Mike Moxcey ©2005

Learning Music vs. Learning an Instrument

The most difficult aspect of learning your first musical instrument is that you must learn two different things:
  1. The mechanics of the instrument: how to hold it, how to coordinate your fingers (and mouth or body for certain instruments), and how to control the volume, tone, and other characteristics that you can’t even hear yet because you’re unfamiliar with the instrument.
  2. The mechanics of music: what a scale is, what the parts of a song are, and the differences between melody and rhythm and chords.
And you have to learn songs, too.

The reason many able musicians can play multiple instruments is that learning a second instrument is easier. In EVERY CASE, the underlying music is the same. You play the same melody to each song. It has the same song structure and chords and uses the same kind of scale. You don’t have to relearn any of that.

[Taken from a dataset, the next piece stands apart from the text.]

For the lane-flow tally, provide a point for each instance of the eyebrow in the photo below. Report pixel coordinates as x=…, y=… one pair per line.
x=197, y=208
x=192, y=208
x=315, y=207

When I get hold of a new instrument, the first thing I do is learn how to tune it, then I learn three chords and play most of the songs I know. If it doesn’t have chords, then I learn one or two scales and play most of the songs I know. After that, I either experiment and become proficient or I put it down because the sound doesn’t appeal to me.

But to begin with, you need to learn both an instrument and music in general. Keeping those two things separate in your mind and during practice sessions usually makes it easier to learn.